Je souhaite le meilleur pour les semaines et les mois à venir à tous les participants de ce groupe de travail particulier. Je les remercie d’avance pour les efforts particuliers qui seront fournis afin d’arriver à un accord. Nous devrons ensuite élaborer cet accord qui dépassera surement le mandat actuel. Il y aura du travail en suffisance pour mes successeurs, peu importe de quel parti ils proviennent. Mais si la Commission que nous instituons aujourd’hui arrive à un agencement visionnaire et dont les contours sont bien définis, je m’attends à ce que le prochain ministre de la Justice se mette également à cette table de négociations.
Je remercie d’avance les académiciens qui offriront le soutien nécessaire au groupe de travail et qui sont aujourd’hui présents. Pour les aspects de gestion ce sont le prof. Annie HONDEGHEM, prof. Doct. DEPREZ et prof. Bruno BROUCKER (de la KULeuven), Prof. Doct. Frédéeric SCHOENAERTS (Ulg) et Prof. Doct. Jan MATTIJS (ULB). Ils constituaient le consortium qui a fait une étude des différentes propositions. En outre, nous faisons appel au centre Interuniversitaire pour droit judiciaire qui regroupe tous les centres belges pour le droit judiciaire pour tous les aspects du droit judiciaire, droit constitutionnel.

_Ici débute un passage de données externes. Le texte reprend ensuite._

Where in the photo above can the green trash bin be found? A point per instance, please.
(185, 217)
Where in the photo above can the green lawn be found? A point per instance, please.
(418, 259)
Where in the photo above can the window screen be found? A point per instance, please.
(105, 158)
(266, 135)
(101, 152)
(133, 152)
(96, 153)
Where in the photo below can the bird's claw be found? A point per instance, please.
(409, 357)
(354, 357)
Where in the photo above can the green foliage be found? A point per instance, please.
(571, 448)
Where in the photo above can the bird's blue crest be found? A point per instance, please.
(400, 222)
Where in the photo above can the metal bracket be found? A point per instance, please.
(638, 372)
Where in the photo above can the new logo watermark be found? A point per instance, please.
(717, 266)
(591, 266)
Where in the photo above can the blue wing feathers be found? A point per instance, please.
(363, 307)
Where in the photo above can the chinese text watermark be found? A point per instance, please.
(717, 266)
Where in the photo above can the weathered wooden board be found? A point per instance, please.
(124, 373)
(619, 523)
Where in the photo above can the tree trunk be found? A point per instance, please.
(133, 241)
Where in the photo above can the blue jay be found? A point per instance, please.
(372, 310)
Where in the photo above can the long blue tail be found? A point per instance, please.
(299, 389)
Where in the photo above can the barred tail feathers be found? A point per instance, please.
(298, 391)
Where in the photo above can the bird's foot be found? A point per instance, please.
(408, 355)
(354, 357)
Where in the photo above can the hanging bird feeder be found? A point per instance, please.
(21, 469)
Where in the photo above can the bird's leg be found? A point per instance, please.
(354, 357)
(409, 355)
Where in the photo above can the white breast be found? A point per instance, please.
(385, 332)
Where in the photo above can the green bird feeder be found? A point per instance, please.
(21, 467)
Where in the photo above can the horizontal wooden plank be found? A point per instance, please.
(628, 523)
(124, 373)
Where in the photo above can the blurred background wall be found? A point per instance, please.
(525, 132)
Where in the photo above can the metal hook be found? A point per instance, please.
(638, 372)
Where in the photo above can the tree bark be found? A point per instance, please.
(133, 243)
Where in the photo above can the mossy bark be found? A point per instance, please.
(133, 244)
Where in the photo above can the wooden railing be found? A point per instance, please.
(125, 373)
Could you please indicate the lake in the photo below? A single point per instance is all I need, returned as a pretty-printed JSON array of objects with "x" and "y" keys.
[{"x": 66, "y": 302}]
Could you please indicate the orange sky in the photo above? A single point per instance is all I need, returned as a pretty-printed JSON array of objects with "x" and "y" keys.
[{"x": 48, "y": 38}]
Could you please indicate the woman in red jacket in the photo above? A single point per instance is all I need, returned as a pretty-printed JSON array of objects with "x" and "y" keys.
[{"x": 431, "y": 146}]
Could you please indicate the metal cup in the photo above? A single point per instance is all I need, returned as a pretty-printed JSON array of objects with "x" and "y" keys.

Le président du centre interuniversitaire Prof. Dr. Bruno Mae, VUB est également présent.
Chers collègues,
J’espère que nos discussions seront ouvertes, inventives et allant droit au but.
J’espère que nous pouvons montrer au public qu’une concertation politique peut mener à des solutions cohérentes. En ce qui me concerne, je ferai tout mon possible pour réaliser, avec vous, ces projets.